Wallace Stegnar - A Conservationist

I saw this special on Wallace Stegner on PBS last night and it really hit home with me.

Wallace Stegner was a wonderful writer and proponant of protecting wild places for all to enjoy. Back in the 60s, when he was active, he was called a conservationist.

Now he would be called an environmentalist. The problem with being an environmentalist today is that it has such a political connetation to it. It means you are a wildly left wing, communist, tree hugging, live in the woods off the grid, kind of person. In the 60s a conservationist just wanted to protect the great outdoors.

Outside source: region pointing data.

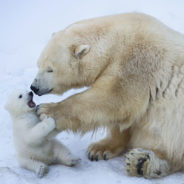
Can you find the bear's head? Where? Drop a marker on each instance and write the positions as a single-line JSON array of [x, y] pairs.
[[68, 61], [20, 102]]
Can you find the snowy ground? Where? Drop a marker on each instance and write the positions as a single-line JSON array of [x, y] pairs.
[[26, 27]]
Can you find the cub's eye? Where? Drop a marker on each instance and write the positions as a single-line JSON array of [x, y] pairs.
[[50, 71]]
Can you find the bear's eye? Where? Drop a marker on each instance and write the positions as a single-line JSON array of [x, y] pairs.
[[50, 70]]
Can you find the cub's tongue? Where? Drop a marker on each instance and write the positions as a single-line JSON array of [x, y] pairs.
[[31, 104]]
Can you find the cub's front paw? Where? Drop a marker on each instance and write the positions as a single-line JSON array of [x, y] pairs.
[[45, 110], [50, 122]]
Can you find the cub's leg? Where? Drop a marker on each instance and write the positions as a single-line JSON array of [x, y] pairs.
[[146, 163], [111, 146], [36, 166], [62, 155]]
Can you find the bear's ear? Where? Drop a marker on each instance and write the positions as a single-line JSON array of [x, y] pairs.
[[80, 51]]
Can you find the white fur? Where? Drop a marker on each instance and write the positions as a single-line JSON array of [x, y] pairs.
[[33, 139]]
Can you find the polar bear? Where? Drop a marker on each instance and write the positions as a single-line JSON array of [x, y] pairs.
[[36, 148], [133, 66]]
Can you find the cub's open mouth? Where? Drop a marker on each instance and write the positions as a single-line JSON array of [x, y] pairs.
[[31, 103]]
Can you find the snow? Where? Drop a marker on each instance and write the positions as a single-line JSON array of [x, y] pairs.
[[25, 29]]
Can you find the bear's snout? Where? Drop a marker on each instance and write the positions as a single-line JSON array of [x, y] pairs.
[[35, 89]]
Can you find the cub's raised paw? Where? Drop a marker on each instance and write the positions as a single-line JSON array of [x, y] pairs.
[[50, 122], [42, 170], [140, 162]]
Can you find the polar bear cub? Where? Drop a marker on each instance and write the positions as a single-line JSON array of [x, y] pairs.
[[36, 148]]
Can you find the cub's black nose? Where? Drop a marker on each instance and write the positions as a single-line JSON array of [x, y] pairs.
[[30, 93], [34, 89]]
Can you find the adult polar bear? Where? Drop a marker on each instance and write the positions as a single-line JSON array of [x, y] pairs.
[[134, 67]]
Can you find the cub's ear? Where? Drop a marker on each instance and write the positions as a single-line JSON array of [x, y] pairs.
[[80, 51], [6, 106]]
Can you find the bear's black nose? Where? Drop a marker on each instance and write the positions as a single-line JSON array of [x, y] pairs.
[[30, 93], [34, 89]]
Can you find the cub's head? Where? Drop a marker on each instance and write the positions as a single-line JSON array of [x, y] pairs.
[[20, 102]]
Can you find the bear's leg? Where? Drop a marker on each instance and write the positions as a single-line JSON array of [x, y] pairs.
[[109, 147], [146, 163], [63, 156], [33, 165]]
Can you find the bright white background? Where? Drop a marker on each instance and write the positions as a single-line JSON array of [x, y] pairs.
[[25, 27]]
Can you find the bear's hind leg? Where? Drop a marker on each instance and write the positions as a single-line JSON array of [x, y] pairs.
[[110, 147], [146, 163]]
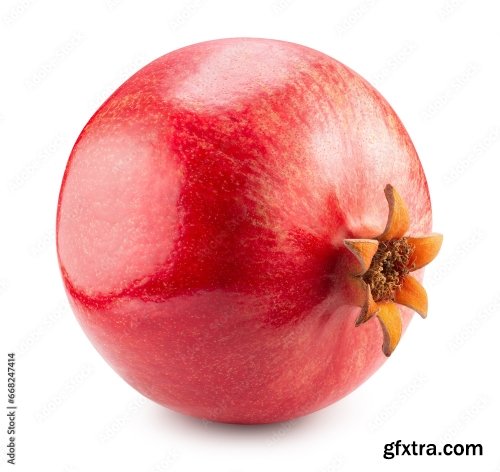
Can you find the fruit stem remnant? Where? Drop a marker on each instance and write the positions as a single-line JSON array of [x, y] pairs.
[[390, 265], [383, 271]]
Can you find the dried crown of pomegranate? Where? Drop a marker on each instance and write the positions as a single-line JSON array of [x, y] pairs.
[[384, 267]]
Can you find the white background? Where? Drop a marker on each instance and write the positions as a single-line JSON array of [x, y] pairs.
[[438, 64]]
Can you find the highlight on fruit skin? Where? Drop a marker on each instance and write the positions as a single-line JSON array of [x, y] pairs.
[[383, 277]]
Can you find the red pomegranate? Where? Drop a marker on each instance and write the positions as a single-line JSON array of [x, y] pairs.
[[224, 237]]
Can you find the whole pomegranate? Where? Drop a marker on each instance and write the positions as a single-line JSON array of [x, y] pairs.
[[224, 237]]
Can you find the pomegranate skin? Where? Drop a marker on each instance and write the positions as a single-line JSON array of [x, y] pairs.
[[201, 221]]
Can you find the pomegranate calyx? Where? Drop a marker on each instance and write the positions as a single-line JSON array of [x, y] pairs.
[[383, 268]]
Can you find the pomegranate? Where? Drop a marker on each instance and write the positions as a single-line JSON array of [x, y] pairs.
[[224, 237]]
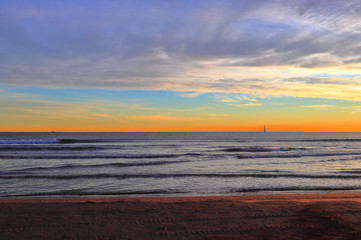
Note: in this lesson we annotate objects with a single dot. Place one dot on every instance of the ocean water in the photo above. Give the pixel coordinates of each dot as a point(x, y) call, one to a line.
point(185, 164)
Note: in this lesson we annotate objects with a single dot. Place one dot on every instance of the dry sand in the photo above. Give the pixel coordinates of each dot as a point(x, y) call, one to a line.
point(318, 216)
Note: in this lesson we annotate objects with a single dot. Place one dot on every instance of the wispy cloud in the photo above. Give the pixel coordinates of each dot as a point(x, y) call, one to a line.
point(251, 47)
point(318, 106)
point(169, 118)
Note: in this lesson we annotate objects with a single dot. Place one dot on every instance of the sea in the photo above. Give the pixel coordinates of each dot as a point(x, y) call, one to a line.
point(177, 164)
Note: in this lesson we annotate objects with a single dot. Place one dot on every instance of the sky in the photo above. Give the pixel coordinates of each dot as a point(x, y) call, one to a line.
point(134, 66)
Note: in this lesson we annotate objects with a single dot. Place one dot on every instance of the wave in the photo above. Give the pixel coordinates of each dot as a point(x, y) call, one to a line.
point(302, 188)
point(330, 140)
point(258, 149)
point(34, 147)
point(72, 166)
point(99, 193)
point(112, 156)
point(298, 155)
point(184, 175)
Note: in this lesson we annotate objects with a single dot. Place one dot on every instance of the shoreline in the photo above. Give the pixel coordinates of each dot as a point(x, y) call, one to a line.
point(288, 216)
point(303, 197)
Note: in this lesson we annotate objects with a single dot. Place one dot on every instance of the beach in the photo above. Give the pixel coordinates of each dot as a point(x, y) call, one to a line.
point(307, 216)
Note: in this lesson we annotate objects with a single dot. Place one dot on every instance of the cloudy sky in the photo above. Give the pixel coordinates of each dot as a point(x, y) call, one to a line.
point(293, 65)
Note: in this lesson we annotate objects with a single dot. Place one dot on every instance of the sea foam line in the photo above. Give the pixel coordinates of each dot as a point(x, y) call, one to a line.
point(183, 175)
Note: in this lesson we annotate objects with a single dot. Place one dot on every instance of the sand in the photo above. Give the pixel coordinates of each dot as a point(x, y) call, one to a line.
point(318, 216)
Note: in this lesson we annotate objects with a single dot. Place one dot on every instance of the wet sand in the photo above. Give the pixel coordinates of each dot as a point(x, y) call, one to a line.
point(317, 216)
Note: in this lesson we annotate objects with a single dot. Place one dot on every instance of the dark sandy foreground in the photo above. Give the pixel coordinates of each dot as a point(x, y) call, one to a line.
point(336, 216)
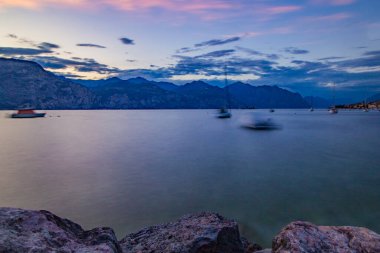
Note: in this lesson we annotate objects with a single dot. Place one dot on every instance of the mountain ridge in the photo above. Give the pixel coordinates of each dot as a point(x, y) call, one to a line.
point(25, 83)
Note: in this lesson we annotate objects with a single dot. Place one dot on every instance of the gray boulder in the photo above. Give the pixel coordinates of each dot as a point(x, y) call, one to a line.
point(41, 231)
point(199, 233)
point(300, 237)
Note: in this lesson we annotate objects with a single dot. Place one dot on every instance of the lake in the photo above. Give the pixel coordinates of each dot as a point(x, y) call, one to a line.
point(128, 169)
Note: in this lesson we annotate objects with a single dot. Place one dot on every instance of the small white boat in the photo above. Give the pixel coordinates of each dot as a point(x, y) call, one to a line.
point(333, 110)
point(27, 113)
point(262, 123)
point(224, 114)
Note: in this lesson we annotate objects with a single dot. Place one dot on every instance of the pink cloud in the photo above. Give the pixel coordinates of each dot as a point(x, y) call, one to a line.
point(333, 17)
point(191, 6)
point(275, 10)
point(333, 2)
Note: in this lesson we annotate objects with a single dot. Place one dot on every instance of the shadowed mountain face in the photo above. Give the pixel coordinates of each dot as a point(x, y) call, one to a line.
point(247, 96)
point(318, 102)
point(374, 98)
point(27, 84)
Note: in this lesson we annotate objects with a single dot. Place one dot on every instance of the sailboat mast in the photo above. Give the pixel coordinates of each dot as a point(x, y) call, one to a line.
point(226, 87)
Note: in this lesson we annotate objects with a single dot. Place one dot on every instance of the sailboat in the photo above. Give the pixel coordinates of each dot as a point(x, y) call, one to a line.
point(224, 112)
point(365, 106)
point(311, 105)
point(333, 109)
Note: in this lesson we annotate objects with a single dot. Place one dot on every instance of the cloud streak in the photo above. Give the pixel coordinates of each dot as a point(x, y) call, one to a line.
point(90, 45)
point(294, 50)
point(127, 41)
point(217, 42)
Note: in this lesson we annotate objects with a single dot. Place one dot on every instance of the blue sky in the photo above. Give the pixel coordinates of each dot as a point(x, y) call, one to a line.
point(308, 46)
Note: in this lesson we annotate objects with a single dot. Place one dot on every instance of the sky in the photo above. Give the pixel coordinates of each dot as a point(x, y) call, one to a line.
point(313, 47)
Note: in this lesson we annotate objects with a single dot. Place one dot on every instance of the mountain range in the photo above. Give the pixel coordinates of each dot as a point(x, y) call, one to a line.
point(27, 84)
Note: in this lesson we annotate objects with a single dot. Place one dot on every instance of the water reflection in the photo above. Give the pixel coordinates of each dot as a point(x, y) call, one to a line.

Wallace Stegner was a great champion of keeping the West as a wild place. He was instrumental in elevating Canyonlands and Arches National Monuments to National Parks, he was a friend of Ansel Adams (those neat pictures of Yosemite), Edward Abbey (Monkey Wrench Gang) and Morris Udal (Secretary of State in the 60s who fought to protect the West from over commercialization).

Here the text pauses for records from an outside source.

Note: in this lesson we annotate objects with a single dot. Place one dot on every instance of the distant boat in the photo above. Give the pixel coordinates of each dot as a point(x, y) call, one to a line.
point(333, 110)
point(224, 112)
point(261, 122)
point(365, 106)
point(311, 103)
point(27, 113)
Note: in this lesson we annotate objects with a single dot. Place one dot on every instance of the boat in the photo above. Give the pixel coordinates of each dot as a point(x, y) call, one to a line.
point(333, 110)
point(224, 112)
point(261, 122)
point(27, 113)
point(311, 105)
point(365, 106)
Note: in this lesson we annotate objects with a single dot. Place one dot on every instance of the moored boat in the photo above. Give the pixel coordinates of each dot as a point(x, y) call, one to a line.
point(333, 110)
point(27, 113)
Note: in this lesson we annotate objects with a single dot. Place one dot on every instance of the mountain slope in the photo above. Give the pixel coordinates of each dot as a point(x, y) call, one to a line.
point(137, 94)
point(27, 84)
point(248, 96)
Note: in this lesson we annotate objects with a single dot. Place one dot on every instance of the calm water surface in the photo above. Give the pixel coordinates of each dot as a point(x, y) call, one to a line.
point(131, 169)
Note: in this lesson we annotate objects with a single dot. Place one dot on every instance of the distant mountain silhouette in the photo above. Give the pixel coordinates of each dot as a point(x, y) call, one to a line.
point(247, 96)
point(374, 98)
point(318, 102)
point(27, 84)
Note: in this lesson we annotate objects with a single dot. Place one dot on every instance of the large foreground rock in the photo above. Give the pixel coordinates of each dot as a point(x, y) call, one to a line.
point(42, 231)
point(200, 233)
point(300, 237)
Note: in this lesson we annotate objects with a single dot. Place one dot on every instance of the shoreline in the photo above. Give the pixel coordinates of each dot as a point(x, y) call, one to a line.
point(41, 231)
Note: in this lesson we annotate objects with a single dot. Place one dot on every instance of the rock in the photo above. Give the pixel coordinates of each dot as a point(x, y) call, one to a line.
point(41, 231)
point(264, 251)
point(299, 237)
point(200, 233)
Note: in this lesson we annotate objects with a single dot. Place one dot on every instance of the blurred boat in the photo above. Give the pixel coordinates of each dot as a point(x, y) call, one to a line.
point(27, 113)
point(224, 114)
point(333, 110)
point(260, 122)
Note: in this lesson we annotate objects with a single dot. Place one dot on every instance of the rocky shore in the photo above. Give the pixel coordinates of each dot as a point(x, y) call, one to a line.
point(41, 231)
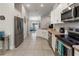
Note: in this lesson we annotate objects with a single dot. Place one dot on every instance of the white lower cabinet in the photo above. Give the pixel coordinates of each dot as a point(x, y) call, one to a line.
point(53, 42)
point(42, 33)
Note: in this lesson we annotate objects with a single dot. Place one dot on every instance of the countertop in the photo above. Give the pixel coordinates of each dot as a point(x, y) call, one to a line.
point(76, 47)
point(54, 32)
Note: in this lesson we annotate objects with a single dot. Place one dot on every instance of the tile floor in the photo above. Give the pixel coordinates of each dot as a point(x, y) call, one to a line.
point(32, 46)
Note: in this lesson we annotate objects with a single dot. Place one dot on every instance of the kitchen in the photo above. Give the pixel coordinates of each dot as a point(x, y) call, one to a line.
point(64, 32)
point(59, 26)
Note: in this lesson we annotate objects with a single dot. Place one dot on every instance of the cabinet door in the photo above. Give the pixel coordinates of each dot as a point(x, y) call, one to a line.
point(76, 53)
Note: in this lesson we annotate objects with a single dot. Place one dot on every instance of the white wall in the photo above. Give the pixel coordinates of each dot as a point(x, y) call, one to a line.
point(25, 17)
point(7, 25)
point(45, 21)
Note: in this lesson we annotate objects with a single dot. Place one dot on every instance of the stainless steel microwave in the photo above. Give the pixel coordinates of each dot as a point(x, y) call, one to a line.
point(70, 13)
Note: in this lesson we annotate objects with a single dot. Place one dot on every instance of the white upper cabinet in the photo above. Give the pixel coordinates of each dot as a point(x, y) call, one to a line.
point(56, 13)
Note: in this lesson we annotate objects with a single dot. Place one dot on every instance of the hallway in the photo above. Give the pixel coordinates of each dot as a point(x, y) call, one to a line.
point(32, 46)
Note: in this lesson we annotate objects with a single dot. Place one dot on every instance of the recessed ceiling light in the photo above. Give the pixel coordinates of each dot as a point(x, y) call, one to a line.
point(69, 8)
point(28, 5)
point(42, 5)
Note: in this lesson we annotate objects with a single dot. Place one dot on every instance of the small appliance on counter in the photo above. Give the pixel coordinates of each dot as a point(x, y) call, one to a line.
point(51, 26)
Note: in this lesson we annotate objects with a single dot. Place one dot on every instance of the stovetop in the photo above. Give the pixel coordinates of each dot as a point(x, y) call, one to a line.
point(68, 40)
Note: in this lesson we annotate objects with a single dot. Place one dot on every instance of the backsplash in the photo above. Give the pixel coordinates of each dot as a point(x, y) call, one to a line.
point(66, 25)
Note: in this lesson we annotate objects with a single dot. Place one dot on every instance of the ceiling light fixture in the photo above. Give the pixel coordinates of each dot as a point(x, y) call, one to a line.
point(28, 5)
point(42, 5)
point(69, 8)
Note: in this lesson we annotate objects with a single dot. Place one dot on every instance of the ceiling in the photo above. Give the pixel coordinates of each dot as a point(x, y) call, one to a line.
point(36, 10)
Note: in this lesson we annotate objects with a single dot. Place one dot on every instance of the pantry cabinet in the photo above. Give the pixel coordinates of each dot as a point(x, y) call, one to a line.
point(56, 13)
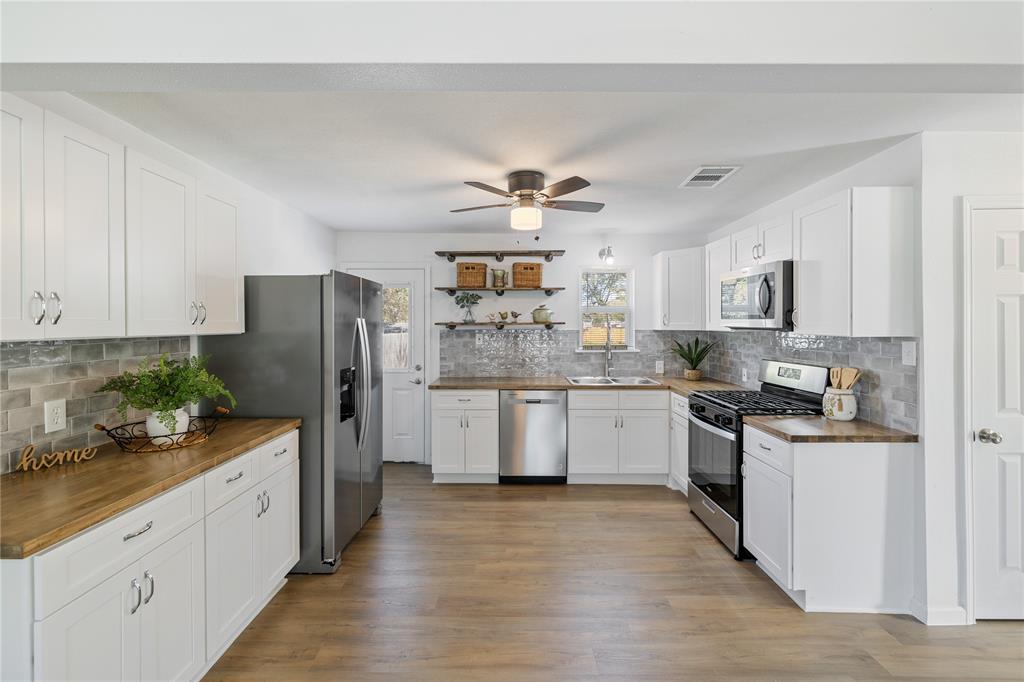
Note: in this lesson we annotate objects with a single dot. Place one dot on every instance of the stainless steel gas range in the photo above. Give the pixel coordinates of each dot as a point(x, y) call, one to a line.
point(717, 440)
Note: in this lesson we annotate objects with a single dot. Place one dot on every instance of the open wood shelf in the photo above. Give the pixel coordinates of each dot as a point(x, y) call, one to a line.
point(547, 254)
point(548, 291)
point(498, 325)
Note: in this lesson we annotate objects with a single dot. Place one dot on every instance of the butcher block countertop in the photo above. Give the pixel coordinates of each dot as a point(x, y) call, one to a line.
point(43, 508)
point(819, 429)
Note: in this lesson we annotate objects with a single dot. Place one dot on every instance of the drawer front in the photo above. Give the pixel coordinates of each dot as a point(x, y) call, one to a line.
point(680, 406)
point(230, 479)
point(81, 563)
point(643, 399)
point(464, 400)
point(771, 451)
point(278, 454)
point(589, 399)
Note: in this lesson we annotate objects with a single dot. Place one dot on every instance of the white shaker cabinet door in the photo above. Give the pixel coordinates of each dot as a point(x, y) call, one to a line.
point(643, 441)
point(22, 284)
point(160, 217)
point(232, 576)
point(85, 231)
point(593, 436)
point(219, 283)
point(173, 615)
point(95, 637)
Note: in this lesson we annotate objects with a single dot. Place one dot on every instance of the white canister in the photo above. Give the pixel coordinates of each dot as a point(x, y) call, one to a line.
point(840, 403)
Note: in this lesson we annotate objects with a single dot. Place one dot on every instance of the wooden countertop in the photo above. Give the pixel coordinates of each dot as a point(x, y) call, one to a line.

Wallace Stegner was a very prolific writer of all things Western. He was described as having written about the day-to day West; the life of a cowboy, the changing seasons, the life on a ranch in Montana. I believe he was a great influence on Edward Abby's writing, they have similar styles. If you want to read any of his books just look him up on the web. I have read "A Gathering in Zion" about the Mormon migration and "Beyond the 100th Meridian" about John Wesley Powell's trip down the Colorado River. Both worthy reading.

In December 1960 Wallace Stegner wrote what is now called the "Wilderness Letter". Here is a passage from that letter:

Something will have gone out of us as a people if we ever let the remaining wilderness be destroyed; if we permit the last virgin forests to be turned into comic books and plastic cigarette cases; if we drive the few remaining members of the wild species into zoos or to extinction; if we polute the last clear air and dirty the last clean streams and push our paved roads through the last of the silence, so that never again will Americans be free in their own country from the noise, the exhausts, the stinks of human and automotive waste. And so that never again can we have the chance to see ourselves single, separate, vertical and individual in the world, part of the environment of trees and rocks and soil, brother to the animals, part of the natural world and competent to belong in it. Without any remaining wilderness we are committed wholly, without chance for even momentary reflection and rest, to a headlong drive into our technological termite-life, the Brave New World of a completely man-controlled environment. We need wilderness preserves--as much of it as is still left, and as many kinds--because it was the challenge against which our character as a people was formed. The reminder and reassurance that it is still there is good for our spiritual health even if we never once in ten years set foot in it. It is good for us when we are young, because of the incomparable sanity it can bring briefly, as vacation and rest, into our insane lives. It is important to us when we are old simply because it is there--important, that is, simply as an idea.

You can read the complete letter by going to the internet and simply typing in "Wallace Stegnar Wilderness Letter". The letter is a fantastic tribute to the benefit of having wild places just for the sake of having them. He refers to a lot of places in Utah in the letter. It is about 5 pages long but it is well worth reading. He uses the phrase "the geography of hope". Isn't that a great way to sum up why we need wild places? This letter is a tribute to what I believe is a necessary part of life. Protecting our sanity has no political agenda.